What is the standard practice for Rasa Testing?

Hi All,

By convention how much stories should be tested using ‘Rasa Test’ command, all the data or just a small set. I have about 40 intents. Should I create stories that should fail in the end to end format? can I test fallback policy?

I can make all my stories test pass without changing nlu/core, with careful wording in my text in the end to end format is enough to pass, but surely there are other ways to give a realistic test? My chatbot is far from perfect but passes test with high accuracy, so perhaps i am not using good testing practice?
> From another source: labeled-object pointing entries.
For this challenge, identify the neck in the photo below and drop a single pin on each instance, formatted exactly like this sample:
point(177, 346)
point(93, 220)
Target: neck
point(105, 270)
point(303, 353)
edit: I have also noticed if we are using a end2end format similar to this: ‘show me ‘[‘chinese’]’(cuisine)’ restaurants’ we already helping the chatbot extract the correct entity, sometime giving the correct entity is enough to predict a good NLU confidence, since most my entities are not reused for diff stories.

You can also run rasa test nlu with a cross validation command. That way you can have each data point be represented as a test case once. Have you ever done this?

You might appreciate this benchmarking guide that I wrote for rasa nlu examples.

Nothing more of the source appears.